Last week, I took some time away from work to travel back to Minnesota and camp in the Boundary Waters Canoe Area (BWCA) with my friends. When I was growing up in Wisconsin, my dad took my brothers and me to the BWCA with an outfitter guide. These days I feel confident going out on my own without a guide.
Our party was six people, all experienced backpackers. Everyone had been to the BWCA on a canoe camping trip before. Still, some things went wrong, and since it's my job to keep things from going wrong, I wanted to write about how the lessons I learned as a Site Reliability Engineer apply to the world outside computers.
Each of us carried a hiking pack with our personal stuff – clothes, toiletries, sleeping bag and pad. We split the shared goods – 2-person tent, water filter, rain tarp – among bags evenly.

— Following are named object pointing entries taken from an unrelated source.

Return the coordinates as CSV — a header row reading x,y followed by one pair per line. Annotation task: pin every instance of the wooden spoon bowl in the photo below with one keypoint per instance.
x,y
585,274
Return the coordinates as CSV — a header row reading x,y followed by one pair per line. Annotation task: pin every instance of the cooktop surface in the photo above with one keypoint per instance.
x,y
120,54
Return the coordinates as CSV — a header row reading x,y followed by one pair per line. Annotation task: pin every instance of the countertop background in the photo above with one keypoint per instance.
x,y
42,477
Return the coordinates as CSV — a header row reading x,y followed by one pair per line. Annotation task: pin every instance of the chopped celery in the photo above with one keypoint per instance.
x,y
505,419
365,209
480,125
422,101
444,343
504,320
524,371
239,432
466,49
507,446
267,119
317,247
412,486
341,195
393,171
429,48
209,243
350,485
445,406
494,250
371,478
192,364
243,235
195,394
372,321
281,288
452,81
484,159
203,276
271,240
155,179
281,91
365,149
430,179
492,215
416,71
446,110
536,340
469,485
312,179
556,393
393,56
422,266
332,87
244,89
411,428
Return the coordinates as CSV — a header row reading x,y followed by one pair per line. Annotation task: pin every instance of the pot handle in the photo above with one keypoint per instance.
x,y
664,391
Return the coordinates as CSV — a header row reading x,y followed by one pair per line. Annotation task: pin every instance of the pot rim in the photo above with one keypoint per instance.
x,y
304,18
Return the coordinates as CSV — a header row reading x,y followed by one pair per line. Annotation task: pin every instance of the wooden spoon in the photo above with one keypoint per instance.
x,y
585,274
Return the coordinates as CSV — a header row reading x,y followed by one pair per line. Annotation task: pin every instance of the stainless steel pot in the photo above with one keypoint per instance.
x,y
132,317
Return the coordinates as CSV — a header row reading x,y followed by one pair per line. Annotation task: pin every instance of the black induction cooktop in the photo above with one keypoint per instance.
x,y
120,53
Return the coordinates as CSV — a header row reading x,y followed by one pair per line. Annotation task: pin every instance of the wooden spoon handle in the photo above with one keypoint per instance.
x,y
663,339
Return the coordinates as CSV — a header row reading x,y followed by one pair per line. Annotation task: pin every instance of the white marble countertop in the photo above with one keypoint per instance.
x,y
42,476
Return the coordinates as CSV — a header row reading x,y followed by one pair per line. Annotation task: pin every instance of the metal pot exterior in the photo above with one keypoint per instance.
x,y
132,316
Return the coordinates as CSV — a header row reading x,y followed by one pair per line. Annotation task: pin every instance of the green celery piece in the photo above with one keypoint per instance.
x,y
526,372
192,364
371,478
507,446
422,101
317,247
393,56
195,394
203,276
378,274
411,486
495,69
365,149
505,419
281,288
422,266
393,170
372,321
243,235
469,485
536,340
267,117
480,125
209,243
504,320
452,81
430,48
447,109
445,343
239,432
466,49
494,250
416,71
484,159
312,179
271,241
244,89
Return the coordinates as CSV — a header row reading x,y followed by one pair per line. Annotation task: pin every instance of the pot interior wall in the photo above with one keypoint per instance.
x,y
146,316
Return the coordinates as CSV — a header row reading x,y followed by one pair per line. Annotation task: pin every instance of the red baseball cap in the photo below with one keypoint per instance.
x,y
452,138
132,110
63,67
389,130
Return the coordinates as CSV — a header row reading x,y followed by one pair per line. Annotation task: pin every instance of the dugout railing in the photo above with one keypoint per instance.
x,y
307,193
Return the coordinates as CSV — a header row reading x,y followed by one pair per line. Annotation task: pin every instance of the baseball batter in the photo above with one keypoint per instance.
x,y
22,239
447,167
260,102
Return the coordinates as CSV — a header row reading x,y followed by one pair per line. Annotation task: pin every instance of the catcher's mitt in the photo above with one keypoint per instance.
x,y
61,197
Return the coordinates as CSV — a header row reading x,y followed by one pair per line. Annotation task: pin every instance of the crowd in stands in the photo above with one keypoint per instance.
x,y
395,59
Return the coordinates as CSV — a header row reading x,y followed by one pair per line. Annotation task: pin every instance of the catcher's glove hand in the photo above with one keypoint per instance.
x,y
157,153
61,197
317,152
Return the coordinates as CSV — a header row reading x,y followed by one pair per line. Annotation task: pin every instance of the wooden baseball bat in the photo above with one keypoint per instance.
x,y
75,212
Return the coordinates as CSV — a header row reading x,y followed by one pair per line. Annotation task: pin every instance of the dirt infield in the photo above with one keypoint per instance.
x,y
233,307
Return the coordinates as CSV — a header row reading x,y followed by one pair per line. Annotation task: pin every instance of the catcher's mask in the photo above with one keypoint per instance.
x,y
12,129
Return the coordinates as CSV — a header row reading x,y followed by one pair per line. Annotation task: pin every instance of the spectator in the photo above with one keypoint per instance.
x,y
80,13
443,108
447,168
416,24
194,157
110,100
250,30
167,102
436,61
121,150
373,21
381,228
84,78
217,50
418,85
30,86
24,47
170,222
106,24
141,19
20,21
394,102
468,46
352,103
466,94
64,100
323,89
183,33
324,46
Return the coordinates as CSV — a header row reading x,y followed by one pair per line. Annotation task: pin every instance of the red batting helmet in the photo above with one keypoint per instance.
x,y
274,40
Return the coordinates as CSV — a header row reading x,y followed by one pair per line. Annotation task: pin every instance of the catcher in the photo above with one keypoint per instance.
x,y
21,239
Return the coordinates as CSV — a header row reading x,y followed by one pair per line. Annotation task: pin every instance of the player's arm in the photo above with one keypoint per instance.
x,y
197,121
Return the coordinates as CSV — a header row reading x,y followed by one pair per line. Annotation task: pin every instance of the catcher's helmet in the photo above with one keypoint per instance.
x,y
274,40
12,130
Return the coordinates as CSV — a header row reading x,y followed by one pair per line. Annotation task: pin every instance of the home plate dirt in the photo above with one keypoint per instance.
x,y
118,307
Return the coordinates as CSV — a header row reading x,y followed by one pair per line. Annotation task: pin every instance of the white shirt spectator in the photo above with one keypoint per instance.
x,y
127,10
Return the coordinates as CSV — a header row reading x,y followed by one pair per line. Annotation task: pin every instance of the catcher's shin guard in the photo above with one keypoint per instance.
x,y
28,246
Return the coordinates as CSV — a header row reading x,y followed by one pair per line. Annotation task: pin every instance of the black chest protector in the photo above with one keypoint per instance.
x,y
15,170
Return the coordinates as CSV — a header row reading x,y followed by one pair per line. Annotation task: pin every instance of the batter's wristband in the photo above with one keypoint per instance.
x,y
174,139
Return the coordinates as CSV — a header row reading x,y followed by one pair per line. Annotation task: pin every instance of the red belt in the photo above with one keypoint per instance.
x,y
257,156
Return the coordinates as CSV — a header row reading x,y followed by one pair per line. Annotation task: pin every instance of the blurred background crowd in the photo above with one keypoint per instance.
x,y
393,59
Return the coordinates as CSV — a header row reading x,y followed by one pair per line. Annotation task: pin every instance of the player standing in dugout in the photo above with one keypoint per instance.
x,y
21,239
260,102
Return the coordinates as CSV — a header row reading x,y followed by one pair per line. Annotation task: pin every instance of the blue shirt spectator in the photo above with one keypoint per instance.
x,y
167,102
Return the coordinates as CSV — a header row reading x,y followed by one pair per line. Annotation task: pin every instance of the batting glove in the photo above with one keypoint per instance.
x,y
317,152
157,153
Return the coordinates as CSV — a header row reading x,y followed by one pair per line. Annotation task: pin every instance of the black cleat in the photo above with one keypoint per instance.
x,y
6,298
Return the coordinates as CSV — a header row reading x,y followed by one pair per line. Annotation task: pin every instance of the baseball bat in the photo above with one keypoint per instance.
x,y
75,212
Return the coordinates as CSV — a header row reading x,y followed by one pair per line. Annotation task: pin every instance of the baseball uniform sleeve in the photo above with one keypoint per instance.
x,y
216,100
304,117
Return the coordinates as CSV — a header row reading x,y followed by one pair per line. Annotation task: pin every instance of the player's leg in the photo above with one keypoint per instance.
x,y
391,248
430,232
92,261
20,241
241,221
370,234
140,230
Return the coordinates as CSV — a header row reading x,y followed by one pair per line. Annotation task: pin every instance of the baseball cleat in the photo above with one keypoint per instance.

But the spread of weight was drastically different from person to person. On the low end, James and I packed ultralight Osprey Atmos packs weighing in fully loaded around 30 lb (14 kg), while Dinh and Jared packed wider, larger "portage packs" clocking in around 50 lb (23 kg).
Carrying bigger, heavier packs means you can bring more. It also means you have to portage them to get to your campsite. Our campsite was separated from the initial put-in lake by three other lakes, each separated by land. We had to pull the canoes out three times, portage the canoes to the other side, haul the bags over, load the bags, and put the canoes back in. The process is lengthy and strenuous: our longest portage was about 0.7 mi (1.12 km) of hilly, rocky trail. We rented light Kevlar canoes, but a "light" canoe still weighs 50 lb (23 kg) – a significant load for your shoulders.
Our canoe – light packers – had the option to haul in the following configuration in one trip:
- A: carry a pack and the canoe
- B: carry a pack and help balance the nose of the canoe
- C: carry two packs
The other canoe – heavy packers – did not have this option because their packs were so heavy, and had to make two trips between the entry and exit point for every portage. The discrepancy in active portage tiplanme made it harder to keep our party together because the "light" canoe would be in the water waiting while the "heavy" canoe was still moving down the trail.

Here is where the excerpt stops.